In an arithmetic series t1 = 25, t3= 23.
Find the value of n for which Sn = 135
n/2 (2*25 + (n-1)(23-25)/2) = 135
Well, let's do some calculations to figure this out.
In an arithmetic series, we know that the difference between each term is constant. Let's call this difference "d."
Given that t1 = 25 and t3 = 23, we can find the value of "d" as follows:
d = t3 - t1
= 23 - 25
= -2
Now, let's find the value of "n" for which Sn = 135.

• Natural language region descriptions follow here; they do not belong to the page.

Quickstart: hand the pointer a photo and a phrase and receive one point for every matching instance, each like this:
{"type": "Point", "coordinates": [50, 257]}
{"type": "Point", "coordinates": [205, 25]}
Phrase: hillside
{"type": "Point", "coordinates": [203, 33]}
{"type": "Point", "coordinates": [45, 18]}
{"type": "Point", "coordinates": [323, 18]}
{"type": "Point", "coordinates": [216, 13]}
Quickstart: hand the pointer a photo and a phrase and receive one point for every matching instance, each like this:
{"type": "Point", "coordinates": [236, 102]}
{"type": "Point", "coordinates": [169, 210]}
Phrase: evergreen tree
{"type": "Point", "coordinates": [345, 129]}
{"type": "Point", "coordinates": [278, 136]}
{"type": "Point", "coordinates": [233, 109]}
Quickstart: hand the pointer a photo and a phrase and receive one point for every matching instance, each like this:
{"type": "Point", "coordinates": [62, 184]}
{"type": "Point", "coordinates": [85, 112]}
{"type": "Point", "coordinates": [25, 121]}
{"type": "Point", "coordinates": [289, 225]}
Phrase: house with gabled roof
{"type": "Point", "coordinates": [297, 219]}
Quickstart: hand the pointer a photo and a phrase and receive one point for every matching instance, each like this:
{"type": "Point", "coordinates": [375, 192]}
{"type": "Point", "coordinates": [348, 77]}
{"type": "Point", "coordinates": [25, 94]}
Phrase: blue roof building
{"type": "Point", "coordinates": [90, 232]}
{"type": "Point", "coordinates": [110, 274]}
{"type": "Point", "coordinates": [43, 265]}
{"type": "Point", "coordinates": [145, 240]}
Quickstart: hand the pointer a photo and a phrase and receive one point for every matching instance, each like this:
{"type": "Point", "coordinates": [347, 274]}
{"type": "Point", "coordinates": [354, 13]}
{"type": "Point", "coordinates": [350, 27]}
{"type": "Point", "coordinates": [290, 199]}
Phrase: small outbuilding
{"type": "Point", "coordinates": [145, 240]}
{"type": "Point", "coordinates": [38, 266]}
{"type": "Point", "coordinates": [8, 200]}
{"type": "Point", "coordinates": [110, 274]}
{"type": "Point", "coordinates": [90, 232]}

To find the sum of the first "n" terms (Sn) in an arithmetic series, we can use the formula:
Sn = (n/2)(2t1 + (n-1)d)
Substituting the given values into this formula, we can set up the following equation:
135 = (n/2)(2(25) + (n-1)(-2))
To solve this equation, we can simplify it:
135 = (n/2)(50 - 2n + 2)
135 = (n/2)(52 - 2n)
Multiplying both sides by 2 to eliminate the fraction:
270 = n(52 - 2n)
Expanding the right side:
270 = 52n - 2n^2
Rearranging the equation to make it a quadratic equation:
2n^2 - 52n + 270 = 0
Unfortunately, this equation doesn't have simple integer solutions.
To find the value of n for which Sn = 135, we need to find the sum of the arithmetic series and then solve for n.
The formula for the sum of an arithmetic series is:
Sn = n/2 * (t1 + tn)
Given that t1 = 25, we can substitute this value into the formula:
135 = n/2 * (25 + tn)
We also know that t3 = 23, which means the third term of the series is 23.
We can use this information to find tn, the nth term of the series.
The formula for the nth term of an arithmetic series is:
tn = t1 + (n - 1) * d
where d is the common difference between consecutive terms.
Since we know t1 = 25, t3 = 23, and n = 3, we can substitute these values into the formula to solve for d:
23 = 25 + (3 - 1) * d
23 = 25 + 2d
2d = 23 - 25
2d = -2
d = -1
Now that we know d, we can substitute it into the formula for tn and simplify:
tn = 25 + (n - 1) * (-1)
tn = 25 - n + 1
tn = 26 - n
Substituting tn into the formula for Sn and simplifying, we get:
135 = n/2 * (25 + 26 - n)
135 = n/2 * (51 - n)
270 = n * (51 - n)
270 = 51n - n^2
Rearranging the equation, we obtain a quadratic equation:
n^2 - 51n + 270 = 0
Now we can solve this quadratic equation to find the value(s) of n.
Using the quadratic formula, where a = 1, b = -51, and c = 270:
n = (-b ± √(b^2 - 4ac)) / (2a)
Plugging in the values, we get:
n = (-(-51) ± √((-51)^2 - 4 * 1 * 270)) / (2 * 1)
n = (51 ± √(2601 - 1080)) / 2
n = (51 ± √1521) / 2
Taking the square root of 1521, we have:
n = (51 ± 39) / 2
This gives two possible solutions:
n = (51 + 39) / 2 = 90 / 2 = 45
n = (51 - 39) / 2 = 12 / 2 = 6
Therefore, there are two possible values of n for which Sn = 135: n = 45 and n = 6.
To find the value of n in an arithmetic series, we need to know the first term (t1), the common difference (d), and the formula for the sum of an arithmetic series (Sn).
In this case, we are given t1 = 25 and t3 = 23. We can use these values to find the common difference (d).
The formula to find the nth term (tn) in an arithmetic series is: tn = t1 + (n - 1) * d.
Using t1 = 25, we can substitute it into the formula to find t3:
t3 = t1 + (3 - 1) * d
23 = 25 + 2d
23 - 25 = 2d
-2 = 2d
d = -1
Now that we know the common difference (d), we can find the sum of the first n terms (Sn) using the formula: Sn = n/2 * (2t1 + (n - 1) * d).
Substituting the given values, Sn = 135 and t1 = 25, we can solve for n:
135 = n/2 * (2 * 25 + (n - 1) * (-1))
135 = n/2 * (50 - n + 1)
135 = n/2 * (51 - n)
270 = n * (51 - n)
270 = 51n - n^2
n^2 - 51n + 270 = 0
We can solve this quadratic equation by factoring or using the quadratic formula.
The factored form of the quadratic equation is: (n - 6)(n - 45) = 0
Setting each factor to zero, we get two possible values for n: n = 6 or n = 45.
Therefore, the value of n for which Sn = 135 is either 6 or 45.